System for Testing Degradation in Bearings caused by Mechanical and Electrical Loads

Conventionally, the design consideration of bearings is very much driven by the mechanical loading condition. With the advancement of wide bandgap (WBG) power electronic devices and pulse-wide modulation (PWM) control techniques, the electrification of motor drive system has found wide applications due to its compact size and high-power conversion efficiency, such as electric vehicles and more-electric aircrafts. However, motor drive systems incorporating high-speed switching devices produce time-varying high-amplitude common-mode (CM) voltage, which results in undesirable CM current in the motor drive system that also flows through the bearings.

This phenomenon causes frosting, fluting, and pitting on the bearing and leads to premature bearing failures, which results in unexpected downtime of critical systems. Existing bearing test systems focus on the impact of mechanical load on bearing degradation, but no comprehensive bearing test system is available to evaluate the bearing degradation due to both mechanical and electrical loads.

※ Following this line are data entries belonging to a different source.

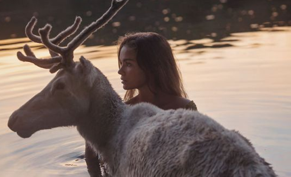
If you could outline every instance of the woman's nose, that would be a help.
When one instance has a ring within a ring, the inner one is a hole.
[[[117,71],[117,73],[121,75],[124,74],[124,72],[123,71],[123,69],[122,67],[119,68],[119,69]]]

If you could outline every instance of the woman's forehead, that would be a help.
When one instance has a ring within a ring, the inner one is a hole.
[[[136,52],[132,48],[123,46],[120,51],[119,60],[124,61],[126,60],[136,61]]]

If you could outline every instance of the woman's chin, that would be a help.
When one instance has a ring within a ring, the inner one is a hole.
[[[130,89],[132,89],[132,88],[129,87],[128,86],[127,86],[127,85],[126,85],[125,84],[123,85],[123,88],[124,89],[127,90],[130,90]]]

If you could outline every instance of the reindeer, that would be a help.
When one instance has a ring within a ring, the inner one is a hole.
[[[128,0],[113,0],[109,10],[85,28],[66,47],[58,45],[79,28],[81,18],[53,39],[51,26],[27,36],[43,43],[51,57],[40,59],[28,45],[21,61],[58,71],[38,94],[15,111],[8,126],[21,137],[64,126],[75,126],[102,157],[112,177],[275,177],[269,164],[250,142],[197,111],[163,110],[148,103],[124,103],[108,80],[81,56],[73,61],[74,50],[105,25]]]

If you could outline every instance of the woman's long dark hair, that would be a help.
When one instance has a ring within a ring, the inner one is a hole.
[[[137,53],[139,66],[145,72],[150,89],[155,93],[160,90],[170,95],[187,97],[181,73],[166,39],[155,33],[130,33],[119,37],[118,44],[118,66],[121,48],[133,49]],[[137,93],[136,89],[128,90],[124,96],[126,102]]]

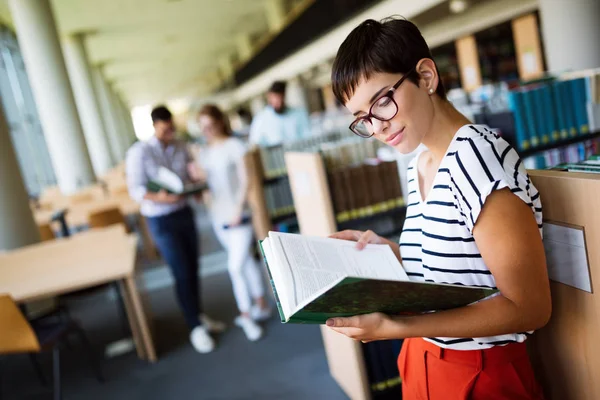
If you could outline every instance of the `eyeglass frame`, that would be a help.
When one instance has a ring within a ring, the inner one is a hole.
[[[373,135],[375,134],[375,132],[371,132],[371,134],[369,136],[363,136],[363,135],[359,134],[358,132],[356,132],[354,130],[353,126],[355,126],[356,124],[358,124],[359,121],[361,121],[361,120],[368,121],[369,124],[371,124],[371,126],[372,126],[373,125],[373,121],[371,121],[371,118],[375,118],[376,120],[382,121],[382,122],[390,121],[390,120],[394,119],[394,117],[396,115],[398,115],[398,103],[396,103],[396,100],[394,100],[394,94],[396,93],[396,90],[400,87],[400,85],[402,84],[402,82],[404,82],[406,80],[406,78],[408,78],[408,76],[410,74],[412,74],[413,72],[415,72],[415,71],[416,71],[416,67],[412,67],[406,74],[404,74],[402,76],[402,78],[400,78],[400,80],[398,80],[398,82],[396,82],[391,88],[389,88],[388,91],[385,94],[379,96],[377,99],[375,99],[373,101],[373,103],[371,104],[371,107],[369,107],[369,113],[367,115],[364,115],[362,117],[358,117],[354,121],[352,121],[352,123],[348,127],[352,131],[352,133],[354,133],[356,136],[361,137],[363,139],[369,139],[369,138],[373,137]],[[387,119],[378,118],[375,115],[373,115],[373,113],[371,112],[373,110],[373,107],[375,106],[375,104],[377,104],[379,102],[379,100],[383,99],[384,97],[389,97],[390,100],[392,101],[392,103],[394,103],[394,105],[396,106],[396,112],[394,112],[394,115],[392,115],[390,118],[387,118]]]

A comprehensive test system with the ability to include the electrical load has been invented. The test system allows the life-span prediction of the bearing under varying electrical load conditions (pulsed current amplitude and repetition rate) at realistic operating conditions with adjustable axial force, rotational speed, and thermal conditions. The measurement data collected can be used to quantity the effectiveness of different bearing designs on extending the lifespan of the bearing under the influence of electrical load. The team is seeking a commercial partner to further develop and bring this technology into commercialization.

The bearing test system consists of: (1) Bearing-holder on a rotating shaft; (2) Subsystem to emulate mechanical load; (3) Subsystem to emulate electrical load; (4) Data acquisition subsystem to monitor the vibration as an indicator of health degradation of the bearing-under-test; (5) Software algorithm to estimate the lifespan of the bearing-under-test.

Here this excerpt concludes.